Socialist Review, June 1994

Notes of the Month

Labour left

Don’t rock the boat


From Socialist Review, No. 176, June 1994.
Copyright © Socialist Review.
Copied with thanks from the Socialist Review Archive.
Marked up by Einde O’Callaghan for ETOL.


The most notable absentee in the leadership elections is Labour’s hard left. Less than a decade ago the left candidate would have been a force to be reckoned with. Until John Smith’s leadership contest in 1992, there had always been a main left contender, and usually the leader of the Labour Party had started political life as a left winger.

Not today. The Campaign Group of MPs has restricted itself to calling for the election to be delayed until party conference at the beginning of October. There is no hard left candidate.

The decline of Labour’s left as a real force, both in parliament and in the wider party, is not new. As Ian Aitken wrote in his New Statesman article on John Smith, such is the backlash against the left inside the party that ‘it is now harder to find someone willing to own up to being involved in it than to find someone who admits to having been a Nazi in Hitler’s Germany.’

Perhaps this explains the astonishing tribute to John Smith written by Ken Livingstone in Tribune. Livingstone claims that Smith ‘would have been our greatest prime minister since Clement Attlee’ and that, ‘contrary to the press label as a right winger, he actually would have presided over a radical, reforming government.’

There is absolutely no evidence for this statement. John Smith was a member of the right wing Labour government which attacked workers in the late 1970s. He did not split with Labour to form the SDP, like many with similar politics, but he was central to Solidarity, the right wing grouping inside Labour which was formed to smash the left in the early 1980s. He was always clearly on the right of the party.

Experience of office, according to Livingstone, would have led him to radical reform.

‘The scale of the economic crisis he would have inherited is so severe that his intelligence would have led him to act quickly and decisively to modernise the British economy and ancient institutions.’

Well, it might have done, but if so, he would have been the first Labour leader to have seriously attempted such a goal. Much more likely is that John Smith would have followed in the footsteps of other Labour leaders and accepted the need for workers to make sacrifices in order to save British capitalism.

A few years ago most Labour lefts would argue very differently: that the party had to embrace more left wing policies, that there was a clear difference between left and right inside the party. Today after years of defeat and witchhunts, the left is compromised. It used to argue that there were two sides to the struggle: what went on in parliament and what went on outside.

It is obvious today where Labour left’s priorities lie: in parliament and nowhere else. And if parliament is dominated by the right and centre, then the left will compromise to accommodate.

Many of the left felt that under John Smith’s leadership their political situation improved.

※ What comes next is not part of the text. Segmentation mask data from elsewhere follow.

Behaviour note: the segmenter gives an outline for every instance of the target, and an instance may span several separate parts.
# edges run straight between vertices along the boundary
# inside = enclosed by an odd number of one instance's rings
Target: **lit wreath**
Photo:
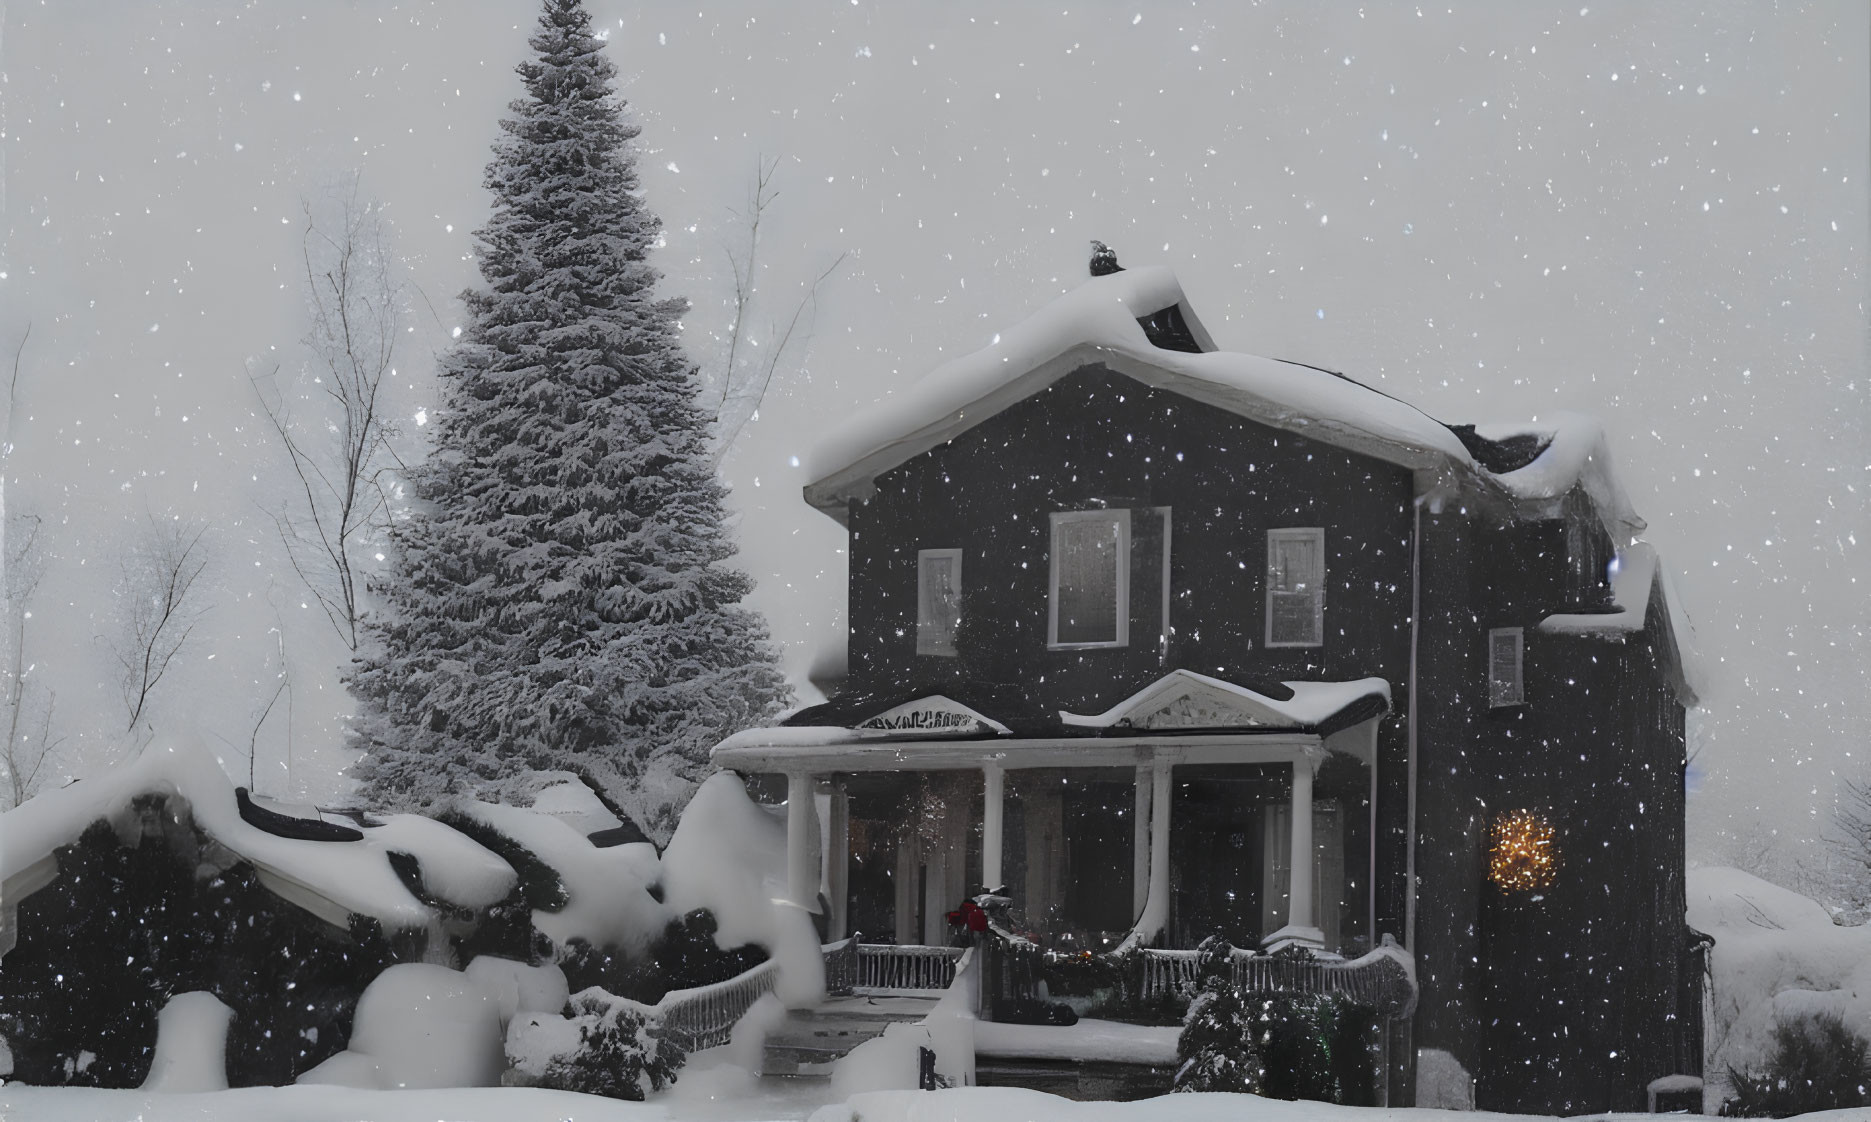
[[[1535,892],[1551,885],[1559,867],[1555,839],[1552,823],[1534,811],[1496,818],[1488,879],[1504,892]]]

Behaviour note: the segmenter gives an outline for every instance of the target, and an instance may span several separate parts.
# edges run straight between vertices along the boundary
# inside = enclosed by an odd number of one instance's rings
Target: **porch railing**
[[[826,943],[819,953],[825,958],[825,996],[849,996],[858,984],[858,937]]]
[[[779,969],[777,961],[768,959],[725,982],[671,990],[644,1012],[660,1020],[663,1031],[685,1051],[714,1048],[728,1042],[735,1022],[747,1015],[754,1002],[773,992]]]
[[[924,993],[945,990],[955,981],[960,947],[890,946],[854,943],[851,989],[858,993]],[[827,989],[830,975],[827,975]]]
[[[1143,996],[1187,993],[1200,973],[1195,951],[1144,949]],[[1337,994],[1367,1006],[1381,1017],[1395,1017],[1416,1003],[1416,983],[1403,963],[1404,952],[1386,945],[1351,962],[1293,959],[1236,949],[1229,973],[1243,993]]]

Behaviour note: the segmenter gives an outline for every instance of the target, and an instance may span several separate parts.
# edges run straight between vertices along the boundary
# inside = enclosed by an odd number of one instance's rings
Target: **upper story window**
[[[1526,685],[1521,671],[1526,655],[1526,633],[1518,627],[1496,627],[1488,632],[1488,707],[1524,705]]]
[[[916,553],[916,653],[953,655],[961,629],[961,550]]]
[[[1325,531],[1267,531],[1267,645],[1325,642]]]
[[[1130,642],[1130,511],[1052,516],[1052,579],[1046,645],[1122,647]]]

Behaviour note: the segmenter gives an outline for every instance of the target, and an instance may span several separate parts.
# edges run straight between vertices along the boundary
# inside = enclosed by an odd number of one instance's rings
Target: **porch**
[[[1056,951],[1216,932],[1266,951],[1377,945],[1377,716],[1331,732],[1016,738],[950,713],[989,735],[755,730],[782,735],[717,750],[785,815],[788,895],[827,942],[940,947],[949,913],[991,891],[1012,901],[1014,933]]]

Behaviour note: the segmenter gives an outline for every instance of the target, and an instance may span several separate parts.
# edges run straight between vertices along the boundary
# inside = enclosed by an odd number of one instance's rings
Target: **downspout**
[[[1423,498],[1417,496],[1410,529],[1410,712],[1409,729],[1409,833],[1404,839],[1403,948],[1416,953],[1416,690],[1417,642],[1423,628]]]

There was no longer the atmosphere of witchhunts and demands for loyalty which characterised the Kinnock leadership.

But that is to misunderstand what has happened in the Labour Party in recent years. Kinnock met with real resistance from the left and responded by expelling his opponents. John Smith never needed to take so hard a line against the left. The left had moved so far onto his ground that it was no longer necessary.